In a report to the $15.9 billion pension’s investment committee dated January 22, consultancy group Townsend said OP&F’s focus within agriculture should remain on permanent crops, where its single existing commitment “will provide exposure.”
Townsend’s 2019 agricultural investment plan for OP&F included a “pause” on permanent crop investments in the US and a recommendation to add “row crop exposure” over the long term. The 2020 investment objectives for agriculture state only that “exposure” should increase gradually, over the longer-term, with no amount or timing specified.
On timberland, the real assets consultant wrote OP&F “does not need additional timberland exposure.”
“Core infrastructure, farmland and timberland are expensive by historical metrics,” Townsend wrote. “Unpredictability of markets, combined with unpredictability of fund behavior, will require pacing to be reassessed and adjusted over time.”
Townsend and OP&F declined to comment.
Townsend recommended OP&F broaden its real assets exposure to include agriculture in March 2017, following an unsuccessful attempt to fill a 5 percent allocation with timber investments alone. OP&F committed up to $50 million to a permanent crops-focused vehicle managed by Agriculture Capital in May 2018.
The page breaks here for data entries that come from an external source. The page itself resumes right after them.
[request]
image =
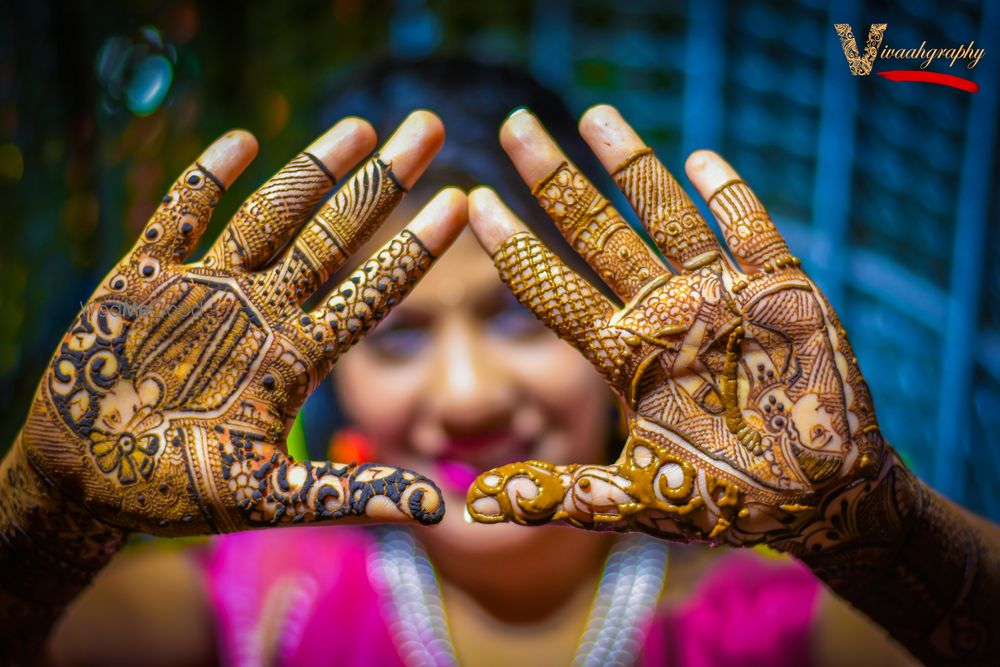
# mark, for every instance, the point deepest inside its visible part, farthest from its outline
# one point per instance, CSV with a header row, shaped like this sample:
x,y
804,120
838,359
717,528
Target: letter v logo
x,y
860,65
In April 2018, Townsend recommended that OP&F look to add row crop exposure as part of the effort to build an agricultural portfolio constituting of up to 40 percent of the pension’s real assets portfolio, which also includes timber and infrastructure.
Plans call for OP&F’s real asset investments, which currently account for 3 percent of its overall portfolio, to build towards an 8 percent allocation over the long-term.
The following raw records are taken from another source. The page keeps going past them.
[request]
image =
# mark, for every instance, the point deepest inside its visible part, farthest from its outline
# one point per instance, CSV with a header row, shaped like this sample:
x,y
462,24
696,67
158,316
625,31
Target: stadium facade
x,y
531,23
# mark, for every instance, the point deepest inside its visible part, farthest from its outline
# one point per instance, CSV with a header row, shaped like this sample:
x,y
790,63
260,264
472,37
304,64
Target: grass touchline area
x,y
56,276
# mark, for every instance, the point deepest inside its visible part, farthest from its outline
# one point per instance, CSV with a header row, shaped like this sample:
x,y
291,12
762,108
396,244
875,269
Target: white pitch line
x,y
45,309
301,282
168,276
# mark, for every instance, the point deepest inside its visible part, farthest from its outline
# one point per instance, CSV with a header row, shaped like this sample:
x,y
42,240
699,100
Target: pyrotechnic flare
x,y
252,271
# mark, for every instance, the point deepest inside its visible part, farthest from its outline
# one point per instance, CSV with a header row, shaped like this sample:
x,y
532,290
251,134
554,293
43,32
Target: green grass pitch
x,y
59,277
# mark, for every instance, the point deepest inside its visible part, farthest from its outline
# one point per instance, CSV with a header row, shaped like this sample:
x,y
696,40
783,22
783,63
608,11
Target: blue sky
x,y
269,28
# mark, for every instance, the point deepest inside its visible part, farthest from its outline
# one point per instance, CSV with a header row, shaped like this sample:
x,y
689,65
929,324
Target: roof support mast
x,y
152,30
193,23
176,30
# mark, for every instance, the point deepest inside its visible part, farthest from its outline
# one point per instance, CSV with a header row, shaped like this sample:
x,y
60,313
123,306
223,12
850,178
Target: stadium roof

A source familiar with Townsend’s recommendations told Agri Investor they reflect both uncertainty driven by macro factors like China trade tensions and US dollar strength, as well as some degree of judgement about the ability of managers to meet such challenges.
“I think Townsend – if I am reading them correctly – is just looking for a little bit more aging and maturing of the fund managers before they really push more ag products to their clients,” the source explained.
Another factor, the source said, is that OP&F’s single agricultural investment to date has been in permanent crops, which has exposed the pension to volatility not generally in-line with the strategic objectives of a real assets portfolio.
“They were looking for the exact opposite; they were looking for more stability and a tight band in terms of how outcomes would flow and there is more volatility in those outcomes than they expected,” the source explained.
The source added that OP&F is indicative of a group of similarly sized institutions that are in the process of deciding where, and if, agriculture fits within their portfolios.
“The broader LP sentiment on ag right now is that overall – primarily in row crops – the space is under-performing, so you have to do something that isn’t ‘buy and lease’ row crops which can compete with a broader market of products that are not just ag,” the source said. “No one is sitting and saying they have to deploy X percent or X dollars in ag, unlike a bond allocation or even an ESG allocation.”